Why I consider Christian to be prime husband material, and the reason I want to know him better.

"Slowly twisting, twisting in the wind." Death of John Ehrlichman.

"Whaddya mean you don't know who John Ehrlichman was?"

The senior citizen lectures

My collection of pajamas; the larger collection of nightshirts

The pain of calisthenics; subsequent return to Hatha Yoga.

The Filipino boy on the bus.

The boy rubs his dick

The Shtupman looks in interest.

The discussion of average penis size (which was corrected by Christian later, I might add.)

The Filipino boy crosses the line.

Kaahumanu Cemetery, the cement cross with my name on it.

ICQ message from Robb "Hey man, Your journal6.html page is fuqued"

That brings us to right here, right now. You've just inhaled close to twenty printed pages of stuff. INXS is pau, and I've moved on to the rhythmic sway of ABBA. We'll have a proper journal entry now....

I mentioned earlier that I had a new buddy. Yuppers, this one is from Washington, along the beautiful Peuget Sound just north of Seattle. Smelly little town says he. This young man had his lunch and promptly returned said meal to the soil from whence it came. He had a "kick ass" weekend, he told me.

It seems after a week of wringing his hands and worrying about how to do it, he came out to his best friend in school, on whom he has a huuge crush. That went so well, he told 5 more people, including the Homecoming Queen of his orientation.

Not too bad for a seventeen year old high school student.

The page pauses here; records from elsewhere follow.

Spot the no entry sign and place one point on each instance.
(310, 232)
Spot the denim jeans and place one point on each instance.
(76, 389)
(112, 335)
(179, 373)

Not too fucking bad. J

I applauded his story of bravery and bravado, and immediately started thinking about my other high-school age buddy, James, and thought, "How wonderful it would be for these two young men to meet and exchange war stories." About that time, I heard the familiar "uh-oh" of the ICQ telling me that James had sent a message.

Karma works...I'm telling you. Let the universe take over all the big details.

"Don't go wasting your emotions...lay all your love on me." Dontcha just love ABBA? "Don't go sharing your devotions, lay all your love on me." Don't mind me while I sit in the corner and sing. Beats the hell out of cleaning off my desk.

Back to matters at hand...James, Arion, and I sat and recounted the events that had shaped his weekend and made it such a kick ass experience. I remember the first person that I told that I was gay. It was Julie, way back in High School. I was probably about 16 or so at the time, and the event occurred in the middle of a field of soybeans east of town. She wasn't surprised...I always have been a rather flamboyant person. The fact that I was in drama, choir, AND debate shouldn't and couldn't have surprised many people at all. There was also the Girl's Club incident with my friend Greg that shocked and appalled many of the grey-suited people in my hometown. (Oh, that. We felt that Girl's Club was discriminatory by its nature, so since there was no prohibition against males joining Girl's Club, we did. It was promptly renamed "Student's Club." My nickname to several people in the school after that was "faggot.")

That's enough of that. That, dear ones, is why I didn't go to work today. RR comes home tomorrow night. I've missed him terribly, in case I didn't mention it previously.

A last comment. My friend James just came out to his mother. I'm very proud of him...it's a big step in his life.